Auf der Jahreshauptversammlung bestätigten die Mitglieder Dritten Bürgermeister Werner Schreiber einstimmig als Vorsitzenden und Armin Kinzl als Stellvertreter. Schreiber erinnerte in seinem Rechenschaftsbericht an die zahlreichen Aktivitäten der Partei, die von politischen Veranstaltungen wie dem Neujahrsempfang zum Thema Kultur über Ferienprogramm, Feste und Bürgerschießen bis hin zu einer Berlin-Fahrt reichten.

Dazu informierte der Ortsvorsitzende über die Arbeit im Gemeinderat. Schreiber bedauerte, dass die Schaffung von Gewerbegrund durch eine private Investorengemeinschaft an der fehlenden Transparenz scheiterte und kritisierte, dass die Umsetzung der Beschlüsse zum Bischof-Bernhard-Haus nicht energisch genug verfolgt wird. Abschließend meinte er: "Die finanzielle Situation der Gemeinde ist nicht gut. Trotzdem sind sinnvolle Investitionen wichtig und notwendig, auch wenn dadurch die Pro-Kopf-Verschuldung steigt."

Kurz fiel der Kassenbericht von Elisabeth Hilge aus. Es fanden kaum Einnahmen und Ausgaben statt. Das bescheidene Vermögen in der Kasse beschränkt sich auf rund 2300 Euro.
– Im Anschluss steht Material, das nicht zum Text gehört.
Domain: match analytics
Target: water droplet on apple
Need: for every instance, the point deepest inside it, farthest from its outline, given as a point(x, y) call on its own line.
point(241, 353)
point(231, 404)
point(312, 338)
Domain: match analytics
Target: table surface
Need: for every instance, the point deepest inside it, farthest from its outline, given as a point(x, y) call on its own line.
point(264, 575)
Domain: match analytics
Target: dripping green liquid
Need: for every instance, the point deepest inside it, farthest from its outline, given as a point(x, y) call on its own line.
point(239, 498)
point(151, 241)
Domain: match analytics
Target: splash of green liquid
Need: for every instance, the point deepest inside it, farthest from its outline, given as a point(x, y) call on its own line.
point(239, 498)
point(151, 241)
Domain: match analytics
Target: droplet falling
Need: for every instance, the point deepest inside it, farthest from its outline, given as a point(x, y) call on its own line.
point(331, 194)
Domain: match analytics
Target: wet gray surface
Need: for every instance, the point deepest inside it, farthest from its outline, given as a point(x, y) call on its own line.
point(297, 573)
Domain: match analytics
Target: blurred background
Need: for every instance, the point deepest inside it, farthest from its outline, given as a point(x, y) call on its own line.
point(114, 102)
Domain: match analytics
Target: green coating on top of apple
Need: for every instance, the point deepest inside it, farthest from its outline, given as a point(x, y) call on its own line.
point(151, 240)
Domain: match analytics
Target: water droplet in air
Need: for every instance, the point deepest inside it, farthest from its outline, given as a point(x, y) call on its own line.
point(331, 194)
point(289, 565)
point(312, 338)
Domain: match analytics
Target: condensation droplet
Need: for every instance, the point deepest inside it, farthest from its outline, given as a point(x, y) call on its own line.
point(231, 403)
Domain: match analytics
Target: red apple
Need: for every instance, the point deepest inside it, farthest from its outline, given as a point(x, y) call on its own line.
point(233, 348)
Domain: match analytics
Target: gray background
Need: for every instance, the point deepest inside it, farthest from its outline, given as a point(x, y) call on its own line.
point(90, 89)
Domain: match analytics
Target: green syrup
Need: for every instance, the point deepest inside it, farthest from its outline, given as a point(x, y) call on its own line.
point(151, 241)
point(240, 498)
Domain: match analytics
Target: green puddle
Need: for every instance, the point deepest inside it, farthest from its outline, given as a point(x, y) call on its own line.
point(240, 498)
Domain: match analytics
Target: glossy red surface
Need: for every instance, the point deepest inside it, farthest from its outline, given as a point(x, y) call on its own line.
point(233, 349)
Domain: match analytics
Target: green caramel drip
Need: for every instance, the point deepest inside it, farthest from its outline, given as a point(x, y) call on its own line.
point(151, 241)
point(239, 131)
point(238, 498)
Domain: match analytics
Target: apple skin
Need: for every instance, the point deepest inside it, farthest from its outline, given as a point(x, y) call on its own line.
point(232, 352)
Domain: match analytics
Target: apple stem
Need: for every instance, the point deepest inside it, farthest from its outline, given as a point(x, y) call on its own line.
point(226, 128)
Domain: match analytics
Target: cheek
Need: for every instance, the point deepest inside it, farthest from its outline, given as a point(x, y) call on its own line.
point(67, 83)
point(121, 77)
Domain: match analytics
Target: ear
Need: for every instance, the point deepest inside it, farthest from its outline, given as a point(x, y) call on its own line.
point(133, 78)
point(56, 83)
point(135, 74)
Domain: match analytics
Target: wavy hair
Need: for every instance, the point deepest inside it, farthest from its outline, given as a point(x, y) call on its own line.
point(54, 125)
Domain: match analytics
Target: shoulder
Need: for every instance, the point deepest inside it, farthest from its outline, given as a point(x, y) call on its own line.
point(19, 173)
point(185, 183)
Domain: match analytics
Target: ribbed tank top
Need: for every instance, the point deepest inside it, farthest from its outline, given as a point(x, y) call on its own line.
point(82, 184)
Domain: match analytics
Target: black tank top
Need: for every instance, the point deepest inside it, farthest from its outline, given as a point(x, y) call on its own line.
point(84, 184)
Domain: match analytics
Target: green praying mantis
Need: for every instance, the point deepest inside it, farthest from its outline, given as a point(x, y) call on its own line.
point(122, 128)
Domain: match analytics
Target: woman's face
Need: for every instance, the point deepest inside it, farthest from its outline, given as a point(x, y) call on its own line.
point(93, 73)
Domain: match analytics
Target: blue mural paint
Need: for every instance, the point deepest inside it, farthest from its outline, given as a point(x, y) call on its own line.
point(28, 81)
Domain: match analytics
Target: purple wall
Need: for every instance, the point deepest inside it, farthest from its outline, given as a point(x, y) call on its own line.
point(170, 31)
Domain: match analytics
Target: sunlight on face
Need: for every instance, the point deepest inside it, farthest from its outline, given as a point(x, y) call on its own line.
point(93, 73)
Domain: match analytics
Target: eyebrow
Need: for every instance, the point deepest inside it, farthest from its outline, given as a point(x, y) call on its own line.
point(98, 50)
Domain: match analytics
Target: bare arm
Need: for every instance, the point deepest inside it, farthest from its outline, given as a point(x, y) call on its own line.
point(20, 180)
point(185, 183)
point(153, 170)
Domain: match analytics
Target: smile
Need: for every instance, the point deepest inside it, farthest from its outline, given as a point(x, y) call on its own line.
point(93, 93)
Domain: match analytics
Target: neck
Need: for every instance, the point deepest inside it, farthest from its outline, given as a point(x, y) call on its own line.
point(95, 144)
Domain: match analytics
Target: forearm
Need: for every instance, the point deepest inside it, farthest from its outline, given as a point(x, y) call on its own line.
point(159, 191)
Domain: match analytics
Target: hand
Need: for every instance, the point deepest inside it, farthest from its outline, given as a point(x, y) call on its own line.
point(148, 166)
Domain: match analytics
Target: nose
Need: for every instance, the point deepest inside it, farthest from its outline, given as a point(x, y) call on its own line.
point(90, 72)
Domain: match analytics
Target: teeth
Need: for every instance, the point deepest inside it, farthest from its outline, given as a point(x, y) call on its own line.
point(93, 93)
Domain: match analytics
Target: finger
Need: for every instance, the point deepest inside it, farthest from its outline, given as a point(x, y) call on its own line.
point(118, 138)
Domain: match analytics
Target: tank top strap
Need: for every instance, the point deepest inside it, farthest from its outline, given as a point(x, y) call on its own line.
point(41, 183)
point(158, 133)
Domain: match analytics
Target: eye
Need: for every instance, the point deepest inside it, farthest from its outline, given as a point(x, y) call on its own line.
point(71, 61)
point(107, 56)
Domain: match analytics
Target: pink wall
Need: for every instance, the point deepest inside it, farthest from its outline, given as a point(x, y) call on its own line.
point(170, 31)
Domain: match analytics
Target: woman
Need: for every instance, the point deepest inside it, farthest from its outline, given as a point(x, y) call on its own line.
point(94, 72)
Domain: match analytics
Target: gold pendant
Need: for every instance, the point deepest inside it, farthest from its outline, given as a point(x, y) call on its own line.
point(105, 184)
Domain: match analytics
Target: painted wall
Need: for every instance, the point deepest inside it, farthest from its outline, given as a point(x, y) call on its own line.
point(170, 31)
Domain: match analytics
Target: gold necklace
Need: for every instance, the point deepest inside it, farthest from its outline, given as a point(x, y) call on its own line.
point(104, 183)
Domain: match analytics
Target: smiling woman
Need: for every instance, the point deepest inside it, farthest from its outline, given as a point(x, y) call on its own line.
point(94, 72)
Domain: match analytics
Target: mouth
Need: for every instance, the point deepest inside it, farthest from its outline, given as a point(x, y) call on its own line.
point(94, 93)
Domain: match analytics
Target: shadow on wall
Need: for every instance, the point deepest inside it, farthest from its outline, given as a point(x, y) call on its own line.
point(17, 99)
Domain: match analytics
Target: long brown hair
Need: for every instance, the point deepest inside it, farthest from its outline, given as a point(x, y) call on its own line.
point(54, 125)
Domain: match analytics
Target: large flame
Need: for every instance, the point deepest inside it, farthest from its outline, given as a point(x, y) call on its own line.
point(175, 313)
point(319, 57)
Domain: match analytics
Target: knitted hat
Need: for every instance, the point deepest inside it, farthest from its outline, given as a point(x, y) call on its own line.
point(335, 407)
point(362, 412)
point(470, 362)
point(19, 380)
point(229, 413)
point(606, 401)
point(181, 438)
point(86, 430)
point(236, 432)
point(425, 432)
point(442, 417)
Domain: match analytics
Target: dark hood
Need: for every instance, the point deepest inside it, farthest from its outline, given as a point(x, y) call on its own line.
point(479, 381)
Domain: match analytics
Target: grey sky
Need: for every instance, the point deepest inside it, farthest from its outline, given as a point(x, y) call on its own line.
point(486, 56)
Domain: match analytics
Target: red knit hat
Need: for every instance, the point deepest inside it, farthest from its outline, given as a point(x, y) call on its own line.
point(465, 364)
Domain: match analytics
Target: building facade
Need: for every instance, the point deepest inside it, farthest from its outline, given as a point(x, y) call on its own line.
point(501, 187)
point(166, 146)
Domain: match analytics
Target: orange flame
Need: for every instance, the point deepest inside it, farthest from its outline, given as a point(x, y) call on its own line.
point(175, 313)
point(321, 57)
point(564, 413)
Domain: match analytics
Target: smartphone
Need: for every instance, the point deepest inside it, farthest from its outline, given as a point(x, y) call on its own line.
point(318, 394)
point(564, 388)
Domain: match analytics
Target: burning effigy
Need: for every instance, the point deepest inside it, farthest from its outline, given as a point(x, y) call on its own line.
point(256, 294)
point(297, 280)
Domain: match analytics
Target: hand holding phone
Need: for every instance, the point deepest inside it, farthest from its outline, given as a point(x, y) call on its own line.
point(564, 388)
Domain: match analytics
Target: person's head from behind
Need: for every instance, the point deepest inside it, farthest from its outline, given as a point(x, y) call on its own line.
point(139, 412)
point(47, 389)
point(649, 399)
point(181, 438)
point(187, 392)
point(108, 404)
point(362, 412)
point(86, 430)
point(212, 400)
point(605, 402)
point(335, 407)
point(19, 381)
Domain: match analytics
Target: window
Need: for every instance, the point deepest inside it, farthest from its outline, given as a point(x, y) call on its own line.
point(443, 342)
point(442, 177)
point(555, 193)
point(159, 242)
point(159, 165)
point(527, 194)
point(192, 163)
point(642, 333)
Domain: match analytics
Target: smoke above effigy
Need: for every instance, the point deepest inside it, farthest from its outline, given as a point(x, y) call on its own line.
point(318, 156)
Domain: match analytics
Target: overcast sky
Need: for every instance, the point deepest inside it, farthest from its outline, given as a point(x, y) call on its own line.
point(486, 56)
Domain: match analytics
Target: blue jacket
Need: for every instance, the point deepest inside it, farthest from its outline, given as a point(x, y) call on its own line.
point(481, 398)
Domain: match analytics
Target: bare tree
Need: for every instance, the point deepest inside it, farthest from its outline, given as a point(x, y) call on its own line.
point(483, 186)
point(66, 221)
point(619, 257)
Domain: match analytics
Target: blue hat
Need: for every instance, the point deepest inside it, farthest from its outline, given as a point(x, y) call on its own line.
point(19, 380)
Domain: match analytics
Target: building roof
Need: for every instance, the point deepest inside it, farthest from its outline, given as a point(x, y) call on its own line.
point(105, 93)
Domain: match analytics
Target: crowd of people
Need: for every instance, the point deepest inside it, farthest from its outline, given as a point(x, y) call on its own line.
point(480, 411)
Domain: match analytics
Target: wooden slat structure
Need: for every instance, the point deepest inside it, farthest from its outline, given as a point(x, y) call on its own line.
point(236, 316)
Die Neuwahlen bestätigten die bisherige Vorstandschaft einstimmig: Vorsitzender Werner Schreiber, 2. Vorsitzender Armin Kinzl, Schriftführerin Kathrin Zettl, Kassier Elisabeth Hilge, Kassenprüfer Josef Frauenknecht und Volker Kies und Beisitzer Franz Eder und Hermann Hahn. Als Delegierte zum Unterbezirk wurden Werner Schreiber, Kathrin Zettl und Elisabeth Hilge gewählt.

Das geplante Sommerfest kann wegen Terminschwierigkeiten nicht stattfinden. Deshalb laufen Überlegungen, heuer ein Herbstfest zu veranstalten.
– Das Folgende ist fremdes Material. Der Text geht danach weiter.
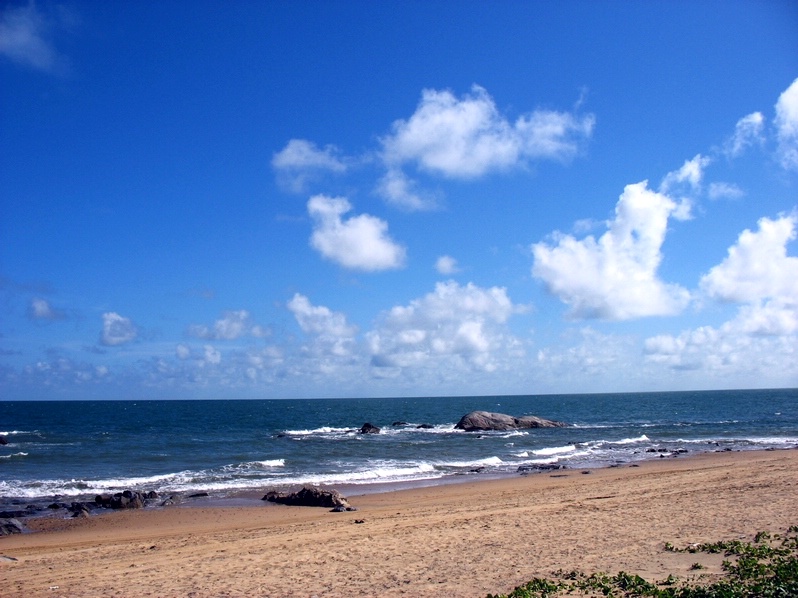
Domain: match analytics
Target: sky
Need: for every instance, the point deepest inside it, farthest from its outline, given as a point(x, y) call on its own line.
point(398, 198)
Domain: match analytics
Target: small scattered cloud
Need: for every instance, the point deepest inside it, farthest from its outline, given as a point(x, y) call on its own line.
point(26, 36)
point(787, 127)
point(41, 310)
point(360, 242)
point(446, 265)
point(747, 132)
point(454, 326)
point(615, 277)
point(231, 326)
point(302, 161)
point(117, 330)
point(721, 190)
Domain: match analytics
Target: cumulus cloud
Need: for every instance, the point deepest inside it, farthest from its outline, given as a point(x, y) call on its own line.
point(615, 277)
point(454, 325)
point(117, 330)
point(26, 36)
point(302, 161)
point(757, 266)
point(360, 242)
point(446, 265)
point(747, 132)
point(787, 126)
point(40, 309)
point(467, 137)
point(333, 336)
point(721, 190)
point(758, 274)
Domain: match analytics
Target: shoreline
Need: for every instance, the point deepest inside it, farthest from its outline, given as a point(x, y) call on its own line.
point(463, 539)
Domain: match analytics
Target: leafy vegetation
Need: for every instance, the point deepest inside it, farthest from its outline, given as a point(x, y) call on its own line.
point(764, 568)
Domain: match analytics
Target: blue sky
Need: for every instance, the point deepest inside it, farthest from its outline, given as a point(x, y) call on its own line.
point(334, 199)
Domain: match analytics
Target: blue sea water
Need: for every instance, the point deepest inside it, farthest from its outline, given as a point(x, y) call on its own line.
point(228, 447)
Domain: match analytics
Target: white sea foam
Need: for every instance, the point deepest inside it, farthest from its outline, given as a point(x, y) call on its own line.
point(555, 450)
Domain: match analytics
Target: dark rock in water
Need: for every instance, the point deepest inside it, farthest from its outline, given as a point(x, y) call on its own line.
point(10, 526)
point(540, 467)
point(484, 420)
point(310, 496)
Abschließend hielt Unterbezirksvorsitzender Richard Fischer ein kurzes Grundsatzreferat, in dem er sich auf drei Punkte beschränkte. Zur Energiepolitik erinnerte Fischer daran, "dass die SPD nicht erst seit Fukushima den Ausstieg aus der Kernenergie fordert, die nicht beherrschbar ist." Zur Freizügigkeit in Europa forderte Fischer: "Wir brauchen einen Mindestlohn, denn Fakt ist, dass viele Betriebe fremdländische Arbeitskräfte unterbezahlen."
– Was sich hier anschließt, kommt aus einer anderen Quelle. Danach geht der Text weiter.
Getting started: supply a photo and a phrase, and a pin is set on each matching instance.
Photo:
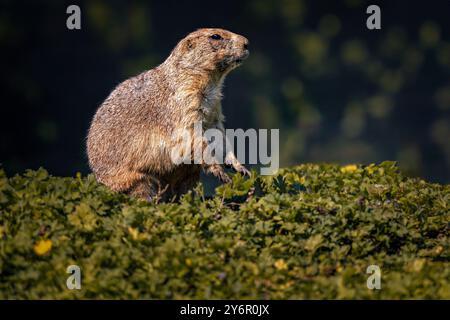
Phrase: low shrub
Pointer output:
(308, 232)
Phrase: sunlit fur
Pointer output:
(130, 137)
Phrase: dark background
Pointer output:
(337, 91)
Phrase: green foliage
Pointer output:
(309, 232)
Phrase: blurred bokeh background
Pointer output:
(337, 91)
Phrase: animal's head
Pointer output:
(211, 50)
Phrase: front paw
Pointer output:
(219, 173)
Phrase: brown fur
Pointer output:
(130, 137)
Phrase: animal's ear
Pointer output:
(189, 44)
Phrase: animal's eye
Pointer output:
(216, 37)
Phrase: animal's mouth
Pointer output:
(242, 57)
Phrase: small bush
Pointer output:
(310, 232)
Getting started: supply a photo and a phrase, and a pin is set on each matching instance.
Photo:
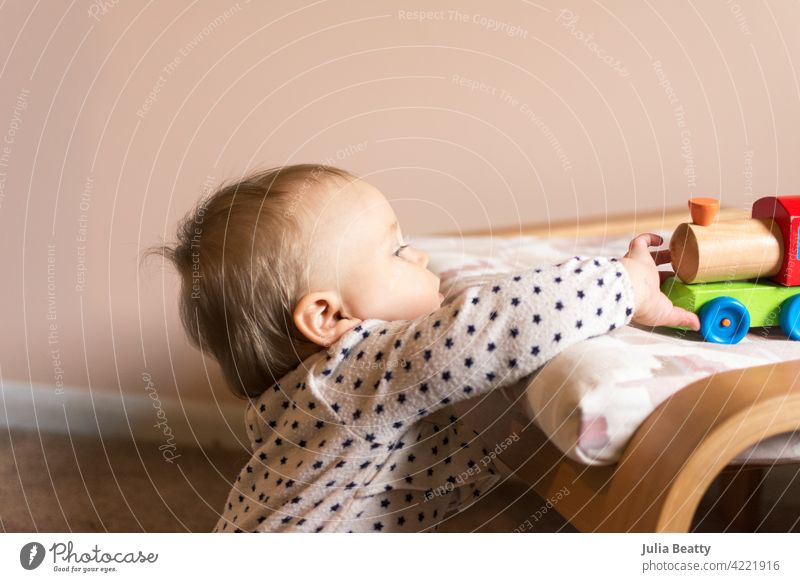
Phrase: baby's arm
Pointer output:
(387, 374)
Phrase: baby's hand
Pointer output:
(653, 308)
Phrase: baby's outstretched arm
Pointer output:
(383, 375)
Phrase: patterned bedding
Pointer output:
(591, 398)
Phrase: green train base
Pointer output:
(728, 309)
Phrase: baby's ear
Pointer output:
(318, 316)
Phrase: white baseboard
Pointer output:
(144, 417)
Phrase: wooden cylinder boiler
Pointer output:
(727, 250)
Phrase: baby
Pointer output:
(299, 282)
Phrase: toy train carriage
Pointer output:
(738, 274)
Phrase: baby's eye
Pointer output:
(400, 248)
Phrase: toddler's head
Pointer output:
(282, 263)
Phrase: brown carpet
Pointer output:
(49, 483)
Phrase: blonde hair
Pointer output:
(241, 258)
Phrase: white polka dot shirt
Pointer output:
(360, 437)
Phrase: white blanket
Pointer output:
(591, 398)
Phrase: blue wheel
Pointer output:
(790, 317)
(724, 320)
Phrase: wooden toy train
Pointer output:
(738, 274)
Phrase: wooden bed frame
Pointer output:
(680, 449)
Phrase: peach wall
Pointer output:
(469, 115)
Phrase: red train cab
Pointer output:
(785, 210)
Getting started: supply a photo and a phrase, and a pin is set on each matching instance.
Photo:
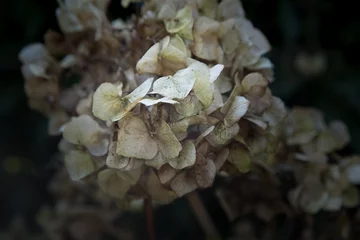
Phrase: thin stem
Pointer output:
(203, 216)
(149, 216)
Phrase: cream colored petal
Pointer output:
(166, 173)
(112, 184)
(134, 139)
(206, 44)
(203, 88)
(236, 111)
(167, 10)
(177, 86)
(182, 125)
(182, 24)
(133, 164)
(189, 106)
(157, 161)
(204, 133)
(157, 191)
(221, 135)
(116, 161)
(221, 158)
(234, 93)
(131, 176)
(153, 101)
(140, 91)
(98, 148)
(174, 55)
(149, 63)
(215, 72)
(84, 106)
(230, 9)
(107, 104)
(254, 84)
(167, 142)
(186, 158)
(276, 113)
(81, 130)
(205, 174)
(79, 164)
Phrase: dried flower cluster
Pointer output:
(158, 105)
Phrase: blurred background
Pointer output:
(316, 49)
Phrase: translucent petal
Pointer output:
(107, 104)
(221, 135)
(81, 130)
(230, 9)
(157, 162)
(166, 173)
(205, 174)
(112, 184)
(157, 191)
(221, 158)
(149, 63)
(186, 157)
(153, 101)
(236, 111)
(114, 160)
(182, 24)
(140, 91)
(177, 86)
(167, 142)
(215, 72)
(130, 177)
(98, 148)
(206, 44)
(203, 88)
(134, 139)
(79, 164)
(189, 106)
(174, 54)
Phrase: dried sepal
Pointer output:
(85, 131)
(116, 183)
(183, 183)
(167, 142)
(182, 24)
(206, 44)
(236, 111)
(156, 190)
(177, 86)
(108, 105)
(165, 57)
(186, 158)
(239, 156)
(134, 140)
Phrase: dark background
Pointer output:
(27, 153)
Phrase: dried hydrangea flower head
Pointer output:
(158, 105)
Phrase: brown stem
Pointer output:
(149, 216)
(203, 216)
Zur Öffnung der SPD für Nichtmitglieder machte Richard Fischer deutlich, dass Strukturveränderungen notwendig seien. Doch müsse "sehr kritisch hinterfragt und diskutiert werden, ob für die Partei wichtige Entscheidungen von Nichtmitgliedern getroffen werden können."